What is the National Climate Assessment?

The U.S. National Climate Assessment is mandated by the Global Change Research Act of 1990. The assessment is conducted about every four years and is an authoritative scientific analysis of climate change risks, impacts and responses in the U.S.

The Fifth National Climate Assessment was released on November 14th.

The nation this month completed the Fifth National Climate Assessment, or NCA5. The National Oceanic and Atmospheric Administration is the administrative agency for NCA5 and certifies that the report meets Information Quality Act and Evidence Act standards. The assessment is an extensive process that includes internal and external review from federal agencies, the general public and external peer review by a panel of experts.

There is unequivocal evidence that our planet is warming at an unprecedented rate. Earth’s average surface temperature has risen almost 2 degrees Fahrenheit since the late 19th century. Human activity is the principal cause. The warming affects agriculture, forests and water quality with impacts for weather events and the way we live. The NCA5 documents the ways in which the U.S. is experiencing the results of climate change and assesses those risks, challenges and opportunities.

The average winter temperatures of the Great Lakes region have warmed by as much as 5 degrees over the past half-century. The ice coverage on the Great Lakes, as well as smaller lakes, is shrinking.
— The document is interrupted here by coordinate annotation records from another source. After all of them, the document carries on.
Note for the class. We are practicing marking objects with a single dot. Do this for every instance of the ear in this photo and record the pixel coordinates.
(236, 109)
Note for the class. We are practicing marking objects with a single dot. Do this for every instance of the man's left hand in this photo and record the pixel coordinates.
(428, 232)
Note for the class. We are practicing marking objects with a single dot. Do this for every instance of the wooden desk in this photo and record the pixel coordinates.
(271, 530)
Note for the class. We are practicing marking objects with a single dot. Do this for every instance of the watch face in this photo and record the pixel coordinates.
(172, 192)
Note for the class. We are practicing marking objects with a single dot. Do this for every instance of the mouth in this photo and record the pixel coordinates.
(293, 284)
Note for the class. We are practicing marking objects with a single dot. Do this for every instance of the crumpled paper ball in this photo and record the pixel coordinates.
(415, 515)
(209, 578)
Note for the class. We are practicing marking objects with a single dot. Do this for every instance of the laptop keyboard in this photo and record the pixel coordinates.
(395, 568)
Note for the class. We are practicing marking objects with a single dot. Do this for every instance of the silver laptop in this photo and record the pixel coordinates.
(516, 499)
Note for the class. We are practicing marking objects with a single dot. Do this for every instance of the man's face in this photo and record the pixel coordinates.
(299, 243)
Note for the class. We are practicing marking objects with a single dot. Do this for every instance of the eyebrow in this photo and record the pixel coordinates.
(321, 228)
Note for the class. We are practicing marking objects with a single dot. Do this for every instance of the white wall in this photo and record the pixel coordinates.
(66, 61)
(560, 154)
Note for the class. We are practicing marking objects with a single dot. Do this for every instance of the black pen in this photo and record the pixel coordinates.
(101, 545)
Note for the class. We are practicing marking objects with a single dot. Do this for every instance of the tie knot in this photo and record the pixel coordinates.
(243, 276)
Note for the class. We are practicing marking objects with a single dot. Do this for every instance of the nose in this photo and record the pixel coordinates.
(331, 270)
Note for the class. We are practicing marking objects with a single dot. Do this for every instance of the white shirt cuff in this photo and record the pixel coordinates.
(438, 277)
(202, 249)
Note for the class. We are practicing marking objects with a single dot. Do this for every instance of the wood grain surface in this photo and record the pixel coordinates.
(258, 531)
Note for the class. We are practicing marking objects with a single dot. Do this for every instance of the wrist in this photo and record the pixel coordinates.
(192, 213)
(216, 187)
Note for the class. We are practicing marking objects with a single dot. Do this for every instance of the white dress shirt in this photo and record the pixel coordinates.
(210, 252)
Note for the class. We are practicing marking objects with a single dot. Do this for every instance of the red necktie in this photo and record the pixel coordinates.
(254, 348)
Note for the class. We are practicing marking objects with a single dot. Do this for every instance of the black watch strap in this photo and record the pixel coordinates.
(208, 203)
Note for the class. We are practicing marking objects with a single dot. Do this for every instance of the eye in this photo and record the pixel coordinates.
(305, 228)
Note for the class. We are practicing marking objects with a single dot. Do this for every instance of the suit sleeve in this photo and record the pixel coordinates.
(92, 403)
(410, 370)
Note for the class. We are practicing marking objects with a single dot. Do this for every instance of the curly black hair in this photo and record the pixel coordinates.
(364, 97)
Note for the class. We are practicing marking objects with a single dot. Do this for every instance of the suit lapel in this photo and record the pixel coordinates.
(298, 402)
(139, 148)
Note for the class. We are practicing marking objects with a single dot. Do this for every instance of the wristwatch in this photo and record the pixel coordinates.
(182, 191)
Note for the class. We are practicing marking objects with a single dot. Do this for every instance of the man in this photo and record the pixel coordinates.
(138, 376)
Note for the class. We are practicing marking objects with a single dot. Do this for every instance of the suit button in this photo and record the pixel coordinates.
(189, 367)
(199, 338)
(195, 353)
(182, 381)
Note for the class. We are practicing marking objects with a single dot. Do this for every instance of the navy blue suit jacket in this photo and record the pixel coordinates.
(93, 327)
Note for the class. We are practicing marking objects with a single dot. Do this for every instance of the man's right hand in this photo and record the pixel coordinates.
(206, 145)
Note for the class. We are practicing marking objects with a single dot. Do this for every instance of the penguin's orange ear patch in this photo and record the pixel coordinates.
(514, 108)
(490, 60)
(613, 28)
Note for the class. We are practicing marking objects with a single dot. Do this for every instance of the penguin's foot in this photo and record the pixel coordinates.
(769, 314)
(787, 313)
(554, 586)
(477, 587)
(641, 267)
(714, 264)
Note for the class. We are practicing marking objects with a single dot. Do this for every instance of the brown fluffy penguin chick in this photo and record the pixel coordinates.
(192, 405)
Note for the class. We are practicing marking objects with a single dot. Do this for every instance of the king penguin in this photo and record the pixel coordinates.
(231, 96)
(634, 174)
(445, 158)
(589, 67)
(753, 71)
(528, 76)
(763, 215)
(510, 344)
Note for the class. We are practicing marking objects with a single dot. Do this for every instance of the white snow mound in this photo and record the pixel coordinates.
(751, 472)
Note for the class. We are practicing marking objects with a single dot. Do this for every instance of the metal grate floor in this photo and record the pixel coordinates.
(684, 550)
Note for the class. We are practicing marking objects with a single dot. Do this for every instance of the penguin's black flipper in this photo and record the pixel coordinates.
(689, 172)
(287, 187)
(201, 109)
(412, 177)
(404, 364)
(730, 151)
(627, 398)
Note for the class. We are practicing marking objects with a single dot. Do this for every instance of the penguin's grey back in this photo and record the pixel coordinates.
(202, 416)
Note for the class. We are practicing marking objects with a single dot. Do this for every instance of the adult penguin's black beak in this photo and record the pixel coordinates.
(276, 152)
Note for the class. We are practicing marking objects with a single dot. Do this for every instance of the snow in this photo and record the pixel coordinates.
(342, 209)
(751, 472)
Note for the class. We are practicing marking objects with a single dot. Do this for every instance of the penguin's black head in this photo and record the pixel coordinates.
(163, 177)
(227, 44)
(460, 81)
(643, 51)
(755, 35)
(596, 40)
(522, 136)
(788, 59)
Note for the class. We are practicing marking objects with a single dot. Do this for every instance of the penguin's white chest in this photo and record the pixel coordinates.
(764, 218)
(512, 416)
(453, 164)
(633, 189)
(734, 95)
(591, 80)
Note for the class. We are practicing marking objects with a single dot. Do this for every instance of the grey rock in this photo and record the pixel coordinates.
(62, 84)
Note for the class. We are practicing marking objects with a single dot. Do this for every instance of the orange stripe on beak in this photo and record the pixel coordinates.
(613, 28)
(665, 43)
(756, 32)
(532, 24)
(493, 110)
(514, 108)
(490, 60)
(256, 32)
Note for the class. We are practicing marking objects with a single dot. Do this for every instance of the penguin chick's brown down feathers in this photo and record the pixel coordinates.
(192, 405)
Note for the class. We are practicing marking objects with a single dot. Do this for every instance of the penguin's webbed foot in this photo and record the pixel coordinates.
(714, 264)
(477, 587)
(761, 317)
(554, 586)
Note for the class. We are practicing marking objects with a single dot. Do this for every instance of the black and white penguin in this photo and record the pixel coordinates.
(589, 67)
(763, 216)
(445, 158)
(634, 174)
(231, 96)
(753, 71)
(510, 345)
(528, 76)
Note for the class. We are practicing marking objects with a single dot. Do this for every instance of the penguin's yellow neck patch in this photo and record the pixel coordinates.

The annual maximum ice cover of the Great Lakes is, on average, 22% lower than it was 50 years ago. The decline in ice coverage and thickness has made ice fishing difficult and dangerous.

The warming trend also is reflected in more freeze-free days each year. The impact is an extended growing season. Plants have more time to grow and release potential allergy-inducing pollen. For example, ragweed pollen production typically peaks in September and lasts through October. Warmer fall temperatures can extend the ragweed growing season with health consequences for allergy sufferers.

Steve Ackerman and Jonathan Martin, professors in the UW-Madison department of atmospheric and oceanic sciences, are guests on WHA radio (970 AM) at 11:45 a.m. the last Monday of each month. send them your questions at stevea@ssec.wisc.edu or jemarti1@wisc.edu.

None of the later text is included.